Benefits - Qualcomm Intelligent Multimedia SDK

Why developers should use the Qualcomm Intelligent Multimedia SDK

Single, Unified Multimedia + AI Framework

Combines multimedia pipelines and ML inference into a single, coherent developer experience.

Hardware-Accelerated by Default

QIM SDK natively exploits QCOM accelerators including CPU, GPU, NPU, ISP, VPU and DSP through optimized plugins

Gstreamer-Based, Industry-Standard Pipelines

Built on Gstreamer, providing a mature, composable pipeline model with 40+ Qualcomm-optimized plugins.

Flexible AI Model Support

SDK supports running models from common frameworks such as TFLite/LiteRT, ONNX, and QNN.

Qualcomm AI Hub Integration

Browse, download, and deploy hundreds of pre-trained, quantized models directly from Qualcomm AI Hub. Models arrive ready to run — no manual conversion, calibration, or profiling required.

Plugin Performance: QIM SDK vs Upstream GStreamer

AI Preprocessing: Upstream vs QIM SDK (`qtimlvconverter`)
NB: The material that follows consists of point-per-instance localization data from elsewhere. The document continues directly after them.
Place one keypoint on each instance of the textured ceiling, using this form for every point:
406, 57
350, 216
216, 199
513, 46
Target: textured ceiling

Example: AI preprocessing with upstream GStreamer vs `qtimlvconverter`

This example shows a 1080p frame being prepared for neural network inference. The upstream approach chains videoconvert and videoscale on the CPU. The QIM SDK approach uses qtivtransform to convert to NV12 on the GPU, then qtimlvconverter to pack it into a tensor buffer ready for qtimltflite. Upstream (CPU) — upstream_preprocess.py:

from gst_helper import gst_grouped_frames, atomic_save_image, timing_marks_to_str
import argparse

parser = argparse.ArgumentParser(description='Upstream CPU preprocessing')
parser.add_argument('--video-source', type=str, required=True,
    help='GStreamer video source (e.g. "v4l2src device=/dev/video2")')
args, unknown = parser.parse_known_args()

PIPELINE = (
    f"{args.video_source} ! "
    "video/x-raw,width=1920,height=1080 ! "
    "identity name=frame_ready silent=false ! "
    "videoconvert ! aspectratiocrop aspect-ratio=1/1 ! "
    "videoscale ! video/x-raw,format=RGB,width=224,height=224 ! "
    "identity name=preprocess_done silent=false ! "
    "queue max-size-buffers=2 leaky=downstream ! "
    "appsink name=frame drop=true sync=false max-buffers=1 emit-signals=true"
)

for frames_by_sink, marks in gst_grouped_frames(PIPELINE):
    frame = frames_by_sink['frame']
    print(f'Frame shape: {frame.shape}')
    print('Timings:', timing_marks_to_str(marks))
    atomic_save_image(frame=frame, path='out/frame_upstream.png')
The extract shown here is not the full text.